Das ist für eine Demokratie unerlässlich. Ihre Grundlage ist der permanente Streit, die kritische Auseinandersetzung auch und gerade mit Dingen, über die scheinbar ein breiter Konsens herrscht. Dafür ist eine grundsätzliche Toleranz gegenüber abweichenden Meinungen unverzichtbare Voraussetzung.

Wer einwendet, die Offenheit der Gesellschaft wäre dadurch gerade bewiesen, dass alle die genannten Personen ja die Möglichkeit gehabt hätten, öffentlich das Wort zu ergreifen, verkennt Folgendes: Die Meinungsfreiheit ist nicht erst dann eingeschränkt, wenn öffentlich Bücher verbrannt oder unliebsame Autoren eingesperrt werden.

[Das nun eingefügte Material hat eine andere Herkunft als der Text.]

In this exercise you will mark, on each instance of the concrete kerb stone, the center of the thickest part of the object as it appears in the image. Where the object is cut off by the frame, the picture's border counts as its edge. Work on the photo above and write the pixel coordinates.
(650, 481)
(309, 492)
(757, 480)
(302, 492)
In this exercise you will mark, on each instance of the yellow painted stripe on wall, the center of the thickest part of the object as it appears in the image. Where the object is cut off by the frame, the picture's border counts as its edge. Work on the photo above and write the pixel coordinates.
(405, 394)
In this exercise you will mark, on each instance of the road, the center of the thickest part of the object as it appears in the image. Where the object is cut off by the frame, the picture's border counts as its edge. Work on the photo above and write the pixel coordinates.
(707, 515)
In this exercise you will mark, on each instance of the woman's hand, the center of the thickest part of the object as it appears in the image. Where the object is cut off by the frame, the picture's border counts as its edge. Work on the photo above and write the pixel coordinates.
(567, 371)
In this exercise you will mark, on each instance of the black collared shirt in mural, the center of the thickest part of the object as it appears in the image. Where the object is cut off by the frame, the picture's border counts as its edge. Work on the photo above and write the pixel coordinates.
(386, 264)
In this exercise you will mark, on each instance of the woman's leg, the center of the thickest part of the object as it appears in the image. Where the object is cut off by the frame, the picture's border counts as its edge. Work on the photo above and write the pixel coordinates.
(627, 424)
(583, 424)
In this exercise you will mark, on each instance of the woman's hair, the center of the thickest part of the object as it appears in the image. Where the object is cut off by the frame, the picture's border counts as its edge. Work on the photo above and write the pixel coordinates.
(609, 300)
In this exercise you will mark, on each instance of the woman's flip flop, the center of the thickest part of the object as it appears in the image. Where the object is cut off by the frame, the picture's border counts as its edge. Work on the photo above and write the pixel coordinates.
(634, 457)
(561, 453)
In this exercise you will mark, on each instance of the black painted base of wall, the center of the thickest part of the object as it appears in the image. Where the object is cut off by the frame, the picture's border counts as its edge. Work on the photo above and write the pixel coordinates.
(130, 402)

Bereits dort, wo der Ruf laut wird, man solle Menschen verbieten, sich öffentlich zu äußern oder wo Menschen mit entwürdigenden Reaktionen und beruflichen Nachteilen rechnen müssen, sobald sie ihre Meinung äußern, wo öffentlich dotierte Institutionen den Dialog verweigern aus Angst, medial an den Pranger gestellt zu werden, dort ist die Gedankenfreiheit ernstlich in Gefahr.

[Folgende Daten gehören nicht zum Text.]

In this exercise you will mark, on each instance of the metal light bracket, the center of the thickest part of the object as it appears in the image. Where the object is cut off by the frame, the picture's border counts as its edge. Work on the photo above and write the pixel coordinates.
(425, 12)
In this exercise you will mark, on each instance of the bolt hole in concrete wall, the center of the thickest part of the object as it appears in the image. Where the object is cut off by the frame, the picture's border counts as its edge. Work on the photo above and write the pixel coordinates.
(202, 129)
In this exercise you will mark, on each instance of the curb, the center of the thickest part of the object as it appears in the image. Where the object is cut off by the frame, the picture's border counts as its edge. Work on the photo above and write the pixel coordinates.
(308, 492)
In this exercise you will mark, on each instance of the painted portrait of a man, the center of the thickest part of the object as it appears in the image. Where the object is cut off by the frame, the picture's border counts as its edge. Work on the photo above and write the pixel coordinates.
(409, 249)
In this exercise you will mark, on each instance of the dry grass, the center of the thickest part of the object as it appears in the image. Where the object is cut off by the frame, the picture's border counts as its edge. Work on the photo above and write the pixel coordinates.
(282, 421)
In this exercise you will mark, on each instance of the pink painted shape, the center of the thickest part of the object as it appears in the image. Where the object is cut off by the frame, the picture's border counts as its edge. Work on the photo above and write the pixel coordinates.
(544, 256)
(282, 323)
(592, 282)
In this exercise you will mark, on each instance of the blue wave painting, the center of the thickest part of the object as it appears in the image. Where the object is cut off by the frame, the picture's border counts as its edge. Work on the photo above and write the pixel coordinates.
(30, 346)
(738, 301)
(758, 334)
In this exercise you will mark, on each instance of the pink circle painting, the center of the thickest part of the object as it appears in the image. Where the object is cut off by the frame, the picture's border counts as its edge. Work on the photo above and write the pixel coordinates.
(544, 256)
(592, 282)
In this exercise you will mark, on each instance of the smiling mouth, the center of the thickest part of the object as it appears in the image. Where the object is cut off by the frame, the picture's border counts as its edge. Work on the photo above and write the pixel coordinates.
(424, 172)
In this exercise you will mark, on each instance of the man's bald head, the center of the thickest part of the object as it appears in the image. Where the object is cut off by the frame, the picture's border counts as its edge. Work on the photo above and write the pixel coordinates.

Wenn wie jüngst eine Kolumnistin Thilo Sarrazin mit hasserfüllten Verunglimpfungen angreift, indem sie ihn eine „lispelnde, stotternde, zuckende Menschenkarikatur“[i] nennt, die „das Niedrigste im Menschen“[ii] anspreche; wenn der Präsident der Deutsch-Israelischen Gesellschaft sagt: „Mit Sarrazin sollte sich niemand mehr in eine Talkshow setzen“[iii], dann entlarvt sich all das Gerede von Toleranz und Weltoffenheit, von kritischem Denken und Pluralismus als das, was es tatsächlich ist: ein Trugbild.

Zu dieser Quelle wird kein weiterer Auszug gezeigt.